Shorts
#INDvSL: #Smog decides the match in Delhi
Delhi’s notorious smog got to the Sri Lankan cricket team on Sunday in their third Test match with India. The players halted play more than once, reportedly vomited in the dressing room and finally wore anti-pollution masks on the field. Two of their fast-bowlers, Lahiru Gamage and Suranga Lakmal, left the field following breathing difficulties, and in the post-lunch session, the team didn’t have enough fit players for the game.
With the match at the capital’s Feroz Shah Kotla stadium held up, the Sri Lankans forced host India to declare their innings. Significantly, the Indian team took the field without wearing masks.
India declared their first innings at 536-7, with captain Virat Kohli scoring a career-best of 243.
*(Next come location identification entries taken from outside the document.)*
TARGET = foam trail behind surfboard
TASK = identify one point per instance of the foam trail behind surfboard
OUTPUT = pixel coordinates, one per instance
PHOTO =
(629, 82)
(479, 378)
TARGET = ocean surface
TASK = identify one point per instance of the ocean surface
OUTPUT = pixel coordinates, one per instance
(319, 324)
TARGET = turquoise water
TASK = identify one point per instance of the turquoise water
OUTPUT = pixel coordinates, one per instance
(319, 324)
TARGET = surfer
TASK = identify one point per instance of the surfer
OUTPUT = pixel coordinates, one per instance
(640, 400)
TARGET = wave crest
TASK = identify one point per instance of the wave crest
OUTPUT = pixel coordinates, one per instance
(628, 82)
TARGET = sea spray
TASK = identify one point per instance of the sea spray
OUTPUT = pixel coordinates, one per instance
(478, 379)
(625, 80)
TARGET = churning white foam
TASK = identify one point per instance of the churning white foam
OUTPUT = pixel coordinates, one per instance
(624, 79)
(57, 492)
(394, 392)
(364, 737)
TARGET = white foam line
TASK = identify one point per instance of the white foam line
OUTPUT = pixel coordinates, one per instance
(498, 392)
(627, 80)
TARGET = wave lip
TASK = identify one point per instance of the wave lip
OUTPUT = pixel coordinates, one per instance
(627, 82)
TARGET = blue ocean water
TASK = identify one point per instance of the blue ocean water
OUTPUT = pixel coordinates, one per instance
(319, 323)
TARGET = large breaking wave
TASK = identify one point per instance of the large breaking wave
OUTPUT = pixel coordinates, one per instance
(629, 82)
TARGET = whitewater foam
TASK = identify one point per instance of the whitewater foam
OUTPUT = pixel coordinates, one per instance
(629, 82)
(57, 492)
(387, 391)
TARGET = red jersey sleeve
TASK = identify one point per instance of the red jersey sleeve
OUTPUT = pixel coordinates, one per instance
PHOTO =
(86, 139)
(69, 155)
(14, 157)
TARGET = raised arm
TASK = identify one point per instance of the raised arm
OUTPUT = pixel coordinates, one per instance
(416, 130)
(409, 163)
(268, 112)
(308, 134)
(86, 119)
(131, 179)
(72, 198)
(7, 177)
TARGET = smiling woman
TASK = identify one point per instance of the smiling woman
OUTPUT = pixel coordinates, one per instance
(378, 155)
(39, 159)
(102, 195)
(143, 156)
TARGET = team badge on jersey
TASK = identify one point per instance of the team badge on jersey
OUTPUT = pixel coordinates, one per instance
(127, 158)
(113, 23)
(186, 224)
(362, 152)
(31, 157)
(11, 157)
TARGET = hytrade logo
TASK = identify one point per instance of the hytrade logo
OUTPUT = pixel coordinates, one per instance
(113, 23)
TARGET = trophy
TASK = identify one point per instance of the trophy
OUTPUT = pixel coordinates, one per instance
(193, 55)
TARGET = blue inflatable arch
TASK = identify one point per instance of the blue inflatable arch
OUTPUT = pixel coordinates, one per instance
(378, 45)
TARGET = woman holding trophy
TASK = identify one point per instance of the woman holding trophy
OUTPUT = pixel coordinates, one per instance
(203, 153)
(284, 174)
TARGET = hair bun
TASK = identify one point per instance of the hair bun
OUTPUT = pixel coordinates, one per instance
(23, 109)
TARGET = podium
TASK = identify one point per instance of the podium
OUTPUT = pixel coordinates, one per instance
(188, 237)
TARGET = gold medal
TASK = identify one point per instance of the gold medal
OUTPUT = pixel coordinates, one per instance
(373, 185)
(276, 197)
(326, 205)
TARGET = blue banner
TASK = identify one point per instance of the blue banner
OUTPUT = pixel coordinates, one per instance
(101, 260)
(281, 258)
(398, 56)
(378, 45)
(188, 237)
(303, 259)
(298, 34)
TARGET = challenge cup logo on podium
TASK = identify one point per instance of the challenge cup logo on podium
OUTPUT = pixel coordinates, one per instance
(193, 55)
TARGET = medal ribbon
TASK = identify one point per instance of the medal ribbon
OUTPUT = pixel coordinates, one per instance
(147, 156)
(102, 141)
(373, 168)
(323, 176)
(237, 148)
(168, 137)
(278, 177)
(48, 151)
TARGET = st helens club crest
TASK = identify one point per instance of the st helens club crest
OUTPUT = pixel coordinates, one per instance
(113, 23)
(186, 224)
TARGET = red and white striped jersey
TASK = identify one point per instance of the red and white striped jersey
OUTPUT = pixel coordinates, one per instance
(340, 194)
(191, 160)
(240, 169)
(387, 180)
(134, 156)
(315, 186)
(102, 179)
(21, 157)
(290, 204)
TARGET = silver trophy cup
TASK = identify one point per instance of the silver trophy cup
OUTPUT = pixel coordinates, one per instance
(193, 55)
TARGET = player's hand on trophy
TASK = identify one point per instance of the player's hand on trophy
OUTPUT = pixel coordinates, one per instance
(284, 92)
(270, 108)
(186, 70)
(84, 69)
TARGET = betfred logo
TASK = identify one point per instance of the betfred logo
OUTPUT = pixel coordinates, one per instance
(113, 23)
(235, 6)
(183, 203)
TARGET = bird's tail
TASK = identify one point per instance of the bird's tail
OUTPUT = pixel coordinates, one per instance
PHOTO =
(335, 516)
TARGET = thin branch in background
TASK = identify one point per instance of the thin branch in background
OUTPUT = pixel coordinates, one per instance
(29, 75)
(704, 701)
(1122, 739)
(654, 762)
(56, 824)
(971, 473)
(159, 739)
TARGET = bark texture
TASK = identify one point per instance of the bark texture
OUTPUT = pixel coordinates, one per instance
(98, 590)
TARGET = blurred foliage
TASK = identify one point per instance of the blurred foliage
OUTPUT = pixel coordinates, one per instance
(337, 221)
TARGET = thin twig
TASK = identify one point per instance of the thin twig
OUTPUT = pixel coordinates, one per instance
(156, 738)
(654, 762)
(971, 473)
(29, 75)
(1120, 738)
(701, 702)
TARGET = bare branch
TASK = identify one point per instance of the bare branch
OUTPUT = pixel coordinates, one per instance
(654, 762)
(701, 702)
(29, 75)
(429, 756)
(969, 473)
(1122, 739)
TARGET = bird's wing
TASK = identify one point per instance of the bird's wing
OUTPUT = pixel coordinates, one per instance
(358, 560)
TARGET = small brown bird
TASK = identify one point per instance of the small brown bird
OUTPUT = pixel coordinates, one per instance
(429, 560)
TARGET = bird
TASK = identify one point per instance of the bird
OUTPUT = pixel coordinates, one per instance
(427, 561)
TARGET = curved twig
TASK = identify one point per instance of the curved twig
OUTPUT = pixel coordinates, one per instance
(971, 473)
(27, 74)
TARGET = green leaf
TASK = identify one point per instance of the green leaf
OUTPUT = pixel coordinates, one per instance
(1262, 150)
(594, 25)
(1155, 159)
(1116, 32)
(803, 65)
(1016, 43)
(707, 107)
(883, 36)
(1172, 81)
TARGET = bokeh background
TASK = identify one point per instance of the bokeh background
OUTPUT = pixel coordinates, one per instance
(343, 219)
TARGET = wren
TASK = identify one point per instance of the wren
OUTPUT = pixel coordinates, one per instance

“It (the pollution level) got extremely high at one point, we had players coming in at one point and vomiting. There were oxygen cylinders in the dressing room. It is not normal for players to suffer in that way while playing the game. From our point of view, it has to be stated that it is a very, very unique case,” Sri Lanka coach Nic Pothas was quoted as saying in a report by The Indian Express.
Another report in The New Indian Express said the Lankan players were booed by the 20,000-strong crowd, that also chanted “losers losers” as the players from the island nation retreated to the dressing room.
Delhi’s air quality is currently in the “very poor” category. But BCCI acting president CK Khanna was quoted as saying that “if 20,000 people in the stands did not have a problem and the Indian team did not face any issue, I wonder why the Sri Lankan team made a big fuss”.